I’ve never been on a forum so this is alien to me but I hear it’s a good place to come to sell desirable cars. I have my late dads Audi TT TFSI to sell. I’m not sure how I go about putting it on marketplace so any tips would be appreciated. Thank you.


----------



## Hoggy (May 8, 2002)

Hi Natalie, Welcome to the TTF.
As a new member, you will have to wait until forum software allows you access.
Hoggy.


----------



## nataliec (8 mo ago)

Hi Hoggy. Thanks for replying. I did wonder if it was something like that. Any ideas how long? Days / weeks? Thank you 😊


----------



## Hoggy (May 8, 2002)

nataliec said:


> Hi Hoggy. Thanks for replying. I did wonder if it was something like that. Any ideas how long? Days / weeks? Thank you 😊


Hi, Rather a difficult situation for you as you normally have to show you are a genuine contributor.
Hoggy.


----------



## nataliec (8 mo ago)

Oh that’s a shame. I thought this would be a good place to sell it as people would be genuinely interested. Auto trader it is.

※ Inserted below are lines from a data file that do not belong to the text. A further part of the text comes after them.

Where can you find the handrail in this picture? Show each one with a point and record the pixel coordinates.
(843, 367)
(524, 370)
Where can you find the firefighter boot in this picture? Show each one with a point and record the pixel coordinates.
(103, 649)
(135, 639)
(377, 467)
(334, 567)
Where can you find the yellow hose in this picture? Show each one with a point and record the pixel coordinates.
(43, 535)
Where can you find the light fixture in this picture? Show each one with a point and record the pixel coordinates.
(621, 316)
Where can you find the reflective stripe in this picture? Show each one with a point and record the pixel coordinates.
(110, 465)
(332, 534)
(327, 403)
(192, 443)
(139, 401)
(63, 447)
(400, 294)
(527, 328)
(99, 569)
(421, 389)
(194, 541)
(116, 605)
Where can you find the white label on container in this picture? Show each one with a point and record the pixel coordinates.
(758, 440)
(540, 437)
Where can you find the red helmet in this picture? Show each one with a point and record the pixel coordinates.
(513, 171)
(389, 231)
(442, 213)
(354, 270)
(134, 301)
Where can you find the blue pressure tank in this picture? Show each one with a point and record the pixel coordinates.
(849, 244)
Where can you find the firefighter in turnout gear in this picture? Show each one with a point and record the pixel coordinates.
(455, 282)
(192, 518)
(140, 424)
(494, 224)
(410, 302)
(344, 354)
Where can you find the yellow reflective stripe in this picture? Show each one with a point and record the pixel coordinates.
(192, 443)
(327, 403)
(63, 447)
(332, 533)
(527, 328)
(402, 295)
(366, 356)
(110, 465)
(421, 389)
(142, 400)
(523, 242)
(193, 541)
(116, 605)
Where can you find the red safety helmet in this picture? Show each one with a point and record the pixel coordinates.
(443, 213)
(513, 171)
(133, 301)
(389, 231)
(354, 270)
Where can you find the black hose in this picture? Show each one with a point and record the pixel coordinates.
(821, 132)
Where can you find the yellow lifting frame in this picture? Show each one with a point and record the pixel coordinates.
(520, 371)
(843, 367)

Thank you.


----------



## Hoggy (May 8, 2002)

nataliec said:


> Oh that’s a shame. I thought this would be a good place to sell it as people would be genuinely interested. Auto trader it is. Thank you.


Hi Natatalie, The format of this forum has changed over the last 9 months or so & mods do not have the facility to give genuine new members an option to post in the Market Place. I am attempting to find a way to give genuine new posters another option.
Will be in touch.
Hoggy.


----------



## YELLOW_TT (Feb 25, 2004)

Welcome good luck with the sale of your TT you could try some of the TT specific selling pages on Facebook


----------



## Hoggy (May 8, 2002)

nataliec said:


> Oh that’s a shame. I thought this would be a good place to sell it as people would be genuinely interested. Auto trader it is. Thank you.


Hi Natalie, Not much of an option for a new member wishing to sell, but becoming a Premium Member will now give access to the Market Place. 
Approx £16.


https://www.ttforum.co.uk/premium-membership/


Hoggy.


----------